Kubernetes & Microservice

- - 午夜咖啡
这是前一段时间在一个微服务的 meetup 上的分享,整理成文章发布出来. 谈微服务之前,先澄清一下概念. 微服务这个词的准确定义很难,不同的人有不同的人的看法. 比如一个朋友是『微服务原教旨主义者』,坚持微服务一定是无状态的 http API 服务,其他的都是『邪魔歪道』,它和 SOA,RPC,分布式系统之间有明显的分界.


- - Z.S.K.'s Records
记录在使用Kubernetes中遇到的各种问题及解决方案, 好记性不如烂笔头. prometheus提示 /metrics/resource/v1alpha1 404. 原因: 这是因为[/metrics/resource/v1alpha1]是在v1.14中才新增的特性,而当前kubelet版本为1.13.

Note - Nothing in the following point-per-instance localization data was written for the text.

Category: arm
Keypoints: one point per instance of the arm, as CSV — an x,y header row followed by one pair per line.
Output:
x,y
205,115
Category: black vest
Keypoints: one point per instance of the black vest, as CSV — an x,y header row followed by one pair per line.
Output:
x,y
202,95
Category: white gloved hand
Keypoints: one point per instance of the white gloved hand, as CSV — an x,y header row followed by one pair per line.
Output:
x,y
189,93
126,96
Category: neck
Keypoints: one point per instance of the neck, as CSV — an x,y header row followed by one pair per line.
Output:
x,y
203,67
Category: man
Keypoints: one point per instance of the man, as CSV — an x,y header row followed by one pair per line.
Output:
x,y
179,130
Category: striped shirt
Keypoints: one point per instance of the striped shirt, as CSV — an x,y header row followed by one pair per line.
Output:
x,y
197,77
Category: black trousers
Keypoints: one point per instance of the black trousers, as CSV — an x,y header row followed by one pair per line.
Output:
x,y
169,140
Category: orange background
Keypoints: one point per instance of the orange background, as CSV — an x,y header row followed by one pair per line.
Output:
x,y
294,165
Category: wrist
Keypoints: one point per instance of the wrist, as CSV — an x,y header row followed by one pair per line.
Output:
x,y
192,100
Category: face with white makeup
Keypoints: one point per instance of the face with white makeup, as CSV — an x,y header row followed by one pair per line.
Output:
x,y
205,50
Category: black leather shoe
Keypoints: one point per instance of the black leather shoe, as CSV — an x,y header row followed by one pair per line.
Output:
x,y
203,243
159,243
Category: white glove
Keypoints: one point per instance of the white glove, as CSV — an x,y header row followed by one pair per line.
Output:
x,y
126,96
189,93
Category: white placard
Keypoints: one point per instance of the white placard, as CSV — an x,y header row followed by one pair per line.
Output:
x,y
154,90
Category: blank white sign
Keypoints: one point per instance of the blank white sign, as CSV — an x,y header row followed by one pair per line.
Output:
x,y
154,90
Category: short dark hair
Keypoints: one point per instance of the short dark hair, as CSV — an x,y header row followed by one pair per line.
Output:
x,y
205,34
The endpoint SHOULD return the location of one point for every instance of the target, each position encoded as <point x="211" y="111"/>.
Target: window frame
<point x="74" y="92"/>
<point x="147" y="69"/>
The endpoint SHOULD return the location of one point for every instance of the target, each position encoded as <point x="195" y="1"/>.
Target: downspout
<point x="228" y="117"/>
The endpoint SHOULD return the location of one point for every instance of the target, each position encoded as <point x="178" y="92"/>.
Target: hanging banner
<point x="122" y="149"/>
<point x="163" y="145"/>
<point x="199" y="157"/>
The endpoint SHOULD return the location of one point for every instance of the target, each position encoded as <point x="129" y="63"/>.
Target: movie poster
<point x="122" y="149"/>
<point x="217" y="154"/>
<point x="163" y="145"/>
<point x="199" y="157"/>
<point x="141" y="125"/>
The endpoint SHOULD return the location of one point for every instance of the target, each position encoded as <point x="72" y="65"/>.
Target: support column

Percona 的 MySQL High Availability 機制比較文

- - Gea-Suan Lin's BLOG
Percona 發了一篇「 High-availability options for MySQL, October 2013 update」,比較目前 MySQL 上常見的 High Availability 機制. 這些都是把 High Availability 做在 MySQL 上,讓前端的程式不需要操心的方式.

Kafka设计解析(二):Kafka High Availability (上)

- -
Kafka在0.8以前的版本中,并不提供High Availablity机制,一旦一个或多个Broker宕机,则宕机期间其上所有Partition都无法继续提供服务. 若该Broker永远不能再恢复,亦或磁盘故障,则其上数据将丢失. 而Kafka的设计目标之一即是提供数据持久化,同时对于分布式系统来说,尤其当集群规模上升到一定程度后,一台或者多台机器宕机的可能性大大提高,对Failover要求非常高.


- -
两周前,Kubernetes在其最新的Changelog中宣布1.20之后将要弃用dockershime,也就说Kubernetes将不再使用Docker做为其容器运行时. 这一消息持续发酵,掀起了不小的波澜,毕竟Kubernetes+Docker的经典组合是被市场所认可的,大量企业都在使用. 看上去这个“弃用”的决定有点无厘头,那么为什么Kubernetes会做出这样的决定.

Kubernetes 完全教程

- - 午夜咖啡
经过一个阶段的准备,视频版本的 《Kubernetes 完全教程》出炉了. 课程一共分为七节,另外有一节 Docker 预备课,每节课大约一个多小时. 目标是让从没接触过 Kubernetes 的同学也能通过这个课程掌握 Kubernetes. 为什么要学习 Kubernetes. 在介绍课程之前,先说说为什么要学习 Kubernetes 以及什么人需要学习 Kubernetes.

Kubernetes 监控详解

- - DockOne.io
【编者的话】监控 Kubernetes 并不是件容易的事. 本文介绍了监控 Kubernetes 的难点、用例以及有关工具,希望可以帮助大家进一步了解监控 Kubernetes. 如果想要监控 Kubernetes,包括基础架构平台和正在运行的工作负载,传统的监控工具和流程可能还不够用. 就目前而言,监控 Kubernetes 并不是件容易的事.